С дискредитацией традиционных республиканцев после краха 1940 года и правых из‐за их сотрудничества с немцами при Виши модель левого интеллектуала уже однозначно вытеснила все остальные. Она определила эпоху «славного тридцатилетия» – 1945 года до «шока Солженицына» после выхода (1974) первого тома «Архипелага ГУЛАГа». После столкновений эпохи «Народного фронта», войны в Испании, оккупации и Сопротивления принцип «воинствующего вмешательства» на стороне определенной – левой – партии находит своего классического теоретика в лице не раз уже поминавшегося Жан-Поля Сартра и, что типично для Франции, как и для России, представлен в местных умных «толстых журналах» с «направлением», типа Esprit («Дух»/«Ум») и Les Temps modernes («Новое время»).

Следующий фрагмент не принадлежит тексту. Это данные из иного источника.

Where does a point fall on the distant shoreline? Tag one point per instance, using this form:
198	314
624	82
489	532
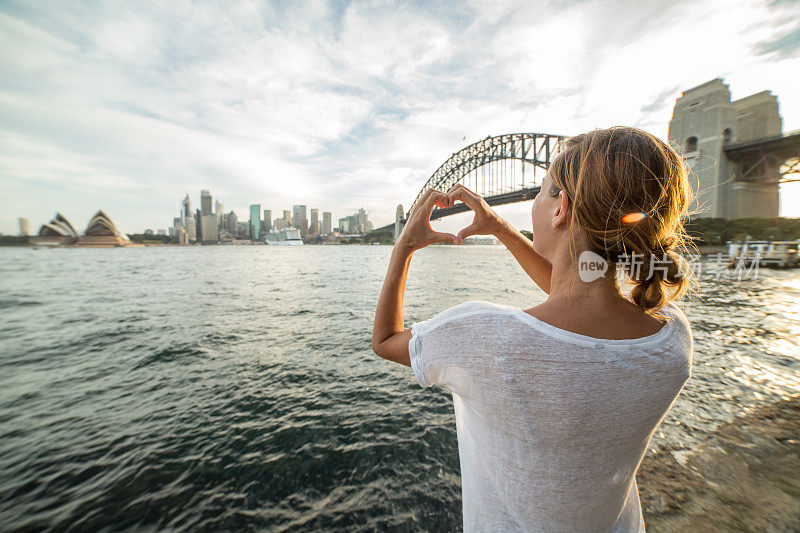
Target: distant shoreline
745	477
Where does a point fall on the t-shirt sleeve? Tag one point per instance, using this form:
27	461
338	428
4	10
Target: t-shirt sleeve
438	344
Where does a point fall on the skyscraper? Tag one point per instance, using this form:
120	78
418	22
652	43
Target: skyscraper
255	222
205	202
267	222
198	217
218	207
326	223
187	208
398	216
314	225
298	215
24	227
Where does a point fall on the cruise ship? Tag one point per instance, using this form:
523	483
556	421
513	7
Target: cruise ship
284	237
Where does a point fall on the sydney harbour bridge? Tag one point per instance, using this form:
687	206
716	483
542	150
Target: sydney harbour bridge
509	168
503	169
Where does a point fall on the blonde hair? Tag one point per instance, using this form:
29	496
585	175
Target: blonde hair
610	173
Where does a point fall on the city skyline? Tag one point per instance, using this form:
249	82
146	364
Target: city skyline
217	225
350	104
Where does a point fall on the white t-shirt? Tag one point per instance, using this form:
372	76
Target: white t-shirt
552	425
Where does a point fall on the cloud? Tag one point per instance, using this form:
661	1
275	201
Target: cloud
127	107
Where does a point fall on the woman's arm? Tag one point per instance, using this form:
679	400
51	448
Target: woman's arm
487	222
389	338
537	267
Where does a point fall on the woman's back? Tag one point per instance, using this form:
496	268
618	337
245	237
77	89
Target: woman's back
552	425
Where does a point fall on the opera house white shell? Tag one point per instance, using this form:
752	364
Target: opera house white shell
100	232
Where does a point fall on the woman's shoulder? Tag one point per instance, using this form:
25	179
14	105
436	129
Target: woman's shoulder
472	307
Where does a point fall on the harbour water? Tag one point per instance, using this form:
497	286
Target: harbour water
235	388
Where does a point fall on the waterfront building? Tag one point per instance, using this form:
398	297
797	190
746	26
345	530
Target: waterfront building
299	214
355	223
186	212
255	222
198	218
58	231
24	227
205	202
190	226
704	123
102	233
326	223
398	218
210	228
218	207
230	222
267	222
181	236
313	226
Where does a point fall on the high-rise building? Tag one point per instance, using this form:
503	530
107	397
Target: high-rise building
218	207
187	208
298	215
181	236
210	229
313	226
205	202
230	222
267	222
326	223
24	227
255	222
198	217
398	217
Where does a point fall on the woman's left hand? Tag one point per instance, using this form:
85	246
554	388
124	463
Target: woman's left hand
417	232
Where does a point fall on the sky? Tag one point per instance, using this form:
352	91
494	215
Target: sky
129	106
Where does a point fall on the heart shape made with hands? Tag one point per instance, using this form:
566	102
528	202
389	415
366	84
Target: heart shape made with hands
424	233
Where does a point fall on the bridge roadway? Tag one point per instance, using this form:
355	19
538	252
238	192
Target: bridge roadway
521	195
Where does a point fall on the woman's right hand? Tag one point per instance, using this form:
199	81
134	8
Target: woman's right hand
486	221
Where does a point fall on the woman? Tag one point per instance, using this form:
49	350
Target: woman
555	405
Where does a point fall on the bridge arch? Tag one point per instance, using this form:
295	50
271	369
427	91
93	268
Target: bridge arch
531	150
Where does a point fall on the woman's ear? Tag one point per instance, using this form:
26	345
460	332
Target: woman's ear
561	213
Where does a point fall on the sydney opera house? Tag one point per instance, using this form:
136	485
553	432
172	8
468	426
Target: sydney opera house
100	232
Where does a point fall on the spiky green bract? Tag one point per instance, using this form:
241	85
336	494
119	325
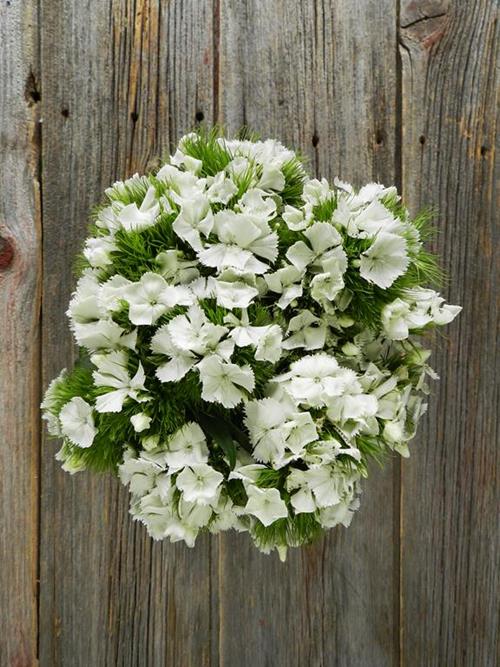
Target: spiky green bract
294	531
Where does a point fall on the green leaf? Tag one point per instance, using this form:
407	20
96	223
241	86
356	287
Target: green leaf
219	431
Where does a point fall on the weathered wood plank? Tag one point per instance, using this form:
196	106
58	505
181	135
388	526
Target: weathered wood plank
450	543
19	331
320	76
125	78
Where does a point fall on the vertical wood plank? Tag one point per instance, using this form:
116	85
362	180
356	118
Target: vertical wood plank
19	331
121	80
450	544
320	76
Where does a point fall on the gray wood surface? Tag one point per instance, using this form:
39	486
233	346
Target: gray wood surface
324	606
450	488
20	255
391	90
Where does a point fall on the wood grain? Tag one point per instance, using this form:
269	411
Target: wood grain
450	545
116	91
19	332
324	606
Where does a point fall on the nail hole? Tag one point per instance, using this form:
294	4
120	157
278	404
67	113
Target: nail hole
32	94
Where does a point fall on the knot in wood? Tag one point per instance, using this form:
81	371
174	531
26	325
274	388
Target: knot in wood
6	253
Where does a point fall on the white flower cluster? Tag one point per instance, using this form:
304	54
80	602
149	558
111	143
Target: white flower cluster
245	334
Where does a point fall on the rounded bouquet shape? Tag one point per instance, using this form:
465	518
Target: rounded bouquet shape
248	342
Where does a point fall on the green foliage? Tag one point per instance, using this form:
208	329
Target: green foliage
295	176
205	146
295	530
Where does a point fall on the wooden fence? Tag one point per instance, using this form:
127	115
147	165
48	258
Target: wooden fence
398	91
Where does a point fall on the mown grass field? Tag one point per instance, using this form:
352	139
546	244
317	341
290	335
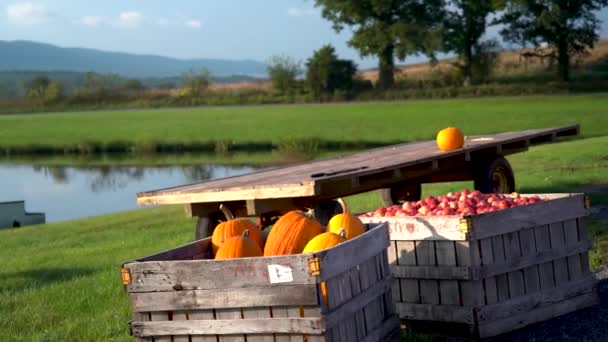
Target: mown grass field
61	281
369	122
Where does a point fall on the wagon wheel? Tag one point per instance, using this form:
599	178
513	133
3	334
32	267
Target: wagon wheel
401	192
494	177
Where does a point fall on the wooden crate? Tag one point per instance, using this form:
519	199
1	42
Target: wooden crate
493	272
179	296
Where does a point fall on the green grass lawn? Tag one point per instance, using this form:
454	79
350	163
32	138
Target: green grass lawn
370	122
61	281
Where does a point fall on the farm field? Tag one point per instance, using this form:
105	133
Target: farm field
62	282
364	123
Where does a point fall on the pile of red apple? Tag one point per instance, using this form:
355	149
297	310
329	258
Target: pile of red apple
456	203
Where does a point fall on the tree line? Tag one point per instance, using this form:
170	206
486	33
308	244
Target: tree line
396	29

Повод для подобного вмешательства давали в эти годы различные внутри- и внешнеполитические острые вопросы: глобальный вызов коммунизма с последовательным акцентом на его советском, китайском и кубинском вариантах; войны в Индокитае, Алжире и Вьетнаме и, конечно, студенческая революция с баррикадами в Париже в мае 1968 года.
Но универсальные моральные законы, носителями которых представляли себя интеллектуалы, очевидно приносились при этом в жертву партийному «воинствующему вмешательству». Тень Наполеона отомстила: искушение идеологией стало лейтмотивом кризиса, очевидного с середины 1980‐х. Общество начинает прозревать, что структура интеллектуалов проникнута «анахроническим и утерявшим чувство реальности духом привилегированного сообщества» (Раймон Арон). Вся классическая традиция «дрейфусаров» попадает под огонь критики. Ключевым понятием в общественных дискуссиях будущего становится скромность и возвращение в лоно среднего класса, не только явно напоминающие идеал modest civil servant по ту сторону Ла-Манша и Атлантики, но и прямо оттуда заимствующиеся (главным идеологом этой линии был Р. Арон).

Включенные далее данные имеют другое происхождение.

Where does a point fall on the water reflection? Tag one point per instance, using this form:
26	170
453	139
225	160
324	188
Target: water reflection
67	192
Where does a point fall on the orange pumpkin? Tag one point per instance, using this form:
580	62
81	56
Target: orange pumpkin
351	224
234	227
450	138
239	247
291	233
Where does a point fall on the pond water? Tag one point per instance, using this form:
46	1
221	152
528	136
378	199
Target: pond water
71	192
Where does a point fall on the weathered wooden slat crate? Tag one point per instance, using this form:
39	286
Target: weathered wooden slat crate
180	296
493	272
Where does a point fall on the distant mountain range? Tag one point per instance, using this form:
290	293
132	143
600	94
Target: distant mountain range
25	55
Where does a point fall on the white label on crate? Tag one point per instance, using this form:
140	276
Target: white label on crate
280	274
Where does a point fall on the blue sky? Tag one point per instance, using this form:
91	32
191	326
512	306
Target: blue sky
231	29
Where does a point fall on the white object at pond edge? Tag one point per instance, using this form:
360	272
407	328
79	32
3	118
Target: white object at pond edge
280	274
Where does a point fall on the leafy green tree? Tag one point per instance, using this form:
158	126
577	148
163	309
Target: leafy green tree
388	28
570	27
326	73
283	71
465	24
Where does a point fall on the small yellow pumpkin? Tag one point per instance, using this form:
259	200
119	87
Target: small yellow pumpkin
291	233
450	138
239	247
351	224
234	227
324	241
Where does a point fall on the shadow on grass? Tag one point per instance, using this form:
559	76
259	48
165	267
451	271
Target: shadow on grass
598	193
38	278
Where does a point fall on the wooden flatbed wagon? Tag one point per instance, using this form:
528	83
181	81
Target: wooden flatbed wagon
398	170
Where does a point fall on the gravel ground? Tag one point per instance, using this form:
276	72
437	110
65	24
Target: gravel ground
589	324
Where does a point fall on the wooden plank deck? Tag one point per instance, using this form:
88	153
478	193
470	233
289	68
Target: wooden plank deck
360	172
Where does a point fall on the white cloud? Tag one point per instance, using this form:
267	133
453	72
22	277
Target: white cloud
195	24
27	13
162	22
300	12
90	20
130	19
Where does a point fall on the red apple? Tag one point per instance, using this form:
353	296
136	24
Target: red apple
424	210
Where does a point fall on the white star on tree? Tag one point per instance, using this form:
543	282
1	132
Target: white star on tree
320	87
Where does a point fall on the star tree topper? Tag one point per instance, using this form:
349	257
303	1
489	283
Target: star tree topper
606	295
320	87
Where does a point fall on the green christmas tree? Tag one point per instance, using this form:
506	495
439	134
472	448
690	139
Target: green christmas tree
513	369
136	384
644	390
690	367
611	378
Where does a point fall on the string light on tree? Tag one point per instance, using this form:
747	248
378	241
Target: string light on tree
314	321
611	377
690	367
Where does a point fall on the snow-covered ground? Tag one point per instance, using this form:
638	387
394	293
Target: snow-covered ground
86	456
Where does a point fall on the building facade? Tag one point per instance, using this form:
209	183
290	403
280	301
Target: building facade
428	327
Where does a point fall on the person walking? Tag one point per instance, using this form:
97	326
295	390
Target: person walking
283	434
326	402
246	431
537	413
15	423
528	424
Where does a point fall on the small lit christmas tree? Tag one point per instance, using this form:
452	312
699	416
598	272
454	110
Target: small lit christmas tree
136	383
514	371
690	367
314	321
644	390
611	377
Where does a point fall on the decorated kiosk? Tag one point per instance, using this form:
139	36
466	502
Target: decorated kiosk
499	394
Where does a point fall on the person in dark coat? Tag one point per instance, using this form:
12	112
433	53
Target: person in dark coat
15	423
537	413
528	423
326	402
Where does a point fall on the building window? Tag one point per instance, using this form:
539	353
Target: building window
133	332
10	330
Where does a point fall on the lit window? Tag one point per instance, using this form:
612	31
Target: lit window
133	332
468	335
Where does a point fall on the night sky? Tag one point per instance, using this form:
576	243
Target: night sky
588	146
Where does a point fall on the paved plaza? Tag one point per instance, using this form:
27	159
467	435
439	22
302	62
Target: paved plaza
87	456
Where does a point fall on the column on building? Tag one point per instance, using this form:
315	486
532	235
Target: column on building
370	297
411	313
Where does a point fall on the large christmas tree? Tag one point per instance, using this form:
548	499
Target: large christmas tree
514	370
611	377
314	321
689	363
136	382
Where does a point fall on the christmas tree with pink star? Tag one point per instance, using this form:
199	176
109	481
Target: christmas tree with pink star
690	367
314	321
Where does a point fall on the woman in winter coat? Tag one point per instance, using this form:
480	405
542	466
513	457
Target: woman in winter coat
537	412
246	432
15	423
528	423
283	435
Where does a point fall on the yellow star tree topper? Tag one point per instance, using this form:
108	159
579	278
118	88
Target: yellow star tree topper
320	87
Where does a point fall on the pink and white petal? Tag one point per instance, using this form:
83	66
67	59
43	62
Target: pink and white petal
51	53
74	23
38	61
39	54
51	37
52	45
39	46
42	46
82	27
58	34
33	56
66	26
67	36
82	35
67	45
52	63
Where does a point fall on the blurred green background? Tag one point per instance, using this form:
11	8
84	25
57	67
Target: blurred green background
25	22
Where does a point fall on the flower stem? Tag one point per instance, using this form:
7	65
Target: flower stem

Под влиянием кризиса понятие интеллектуалов в глобальном контексте проигрывает свою Столетнюю войну англосаксам и теряет французскую окраску. Интеллектуалы, или – часто с уточнением – западные интеллектуалы, подразумевают у нас теперь идеальный тип белых воротничков, американских brain eggs университетской элиты, вообще некоего усредненно-идеального Запада и в общественных дискуссиях служат антагонистами интеллигенции. Это характерно и для России (например, в противопоставлении «Русская интеллигенция и западный интеллектуализм»), и для всей Восточно-Центральной Европы. Характерное свидетельство: если раньше средневековых образованных клириков классического труда Ле Гоффа в Польше переводили, не моргнув глазом, как интеллигенцию (inteligencja), то теперь они intellektualiści (интеллектуалы).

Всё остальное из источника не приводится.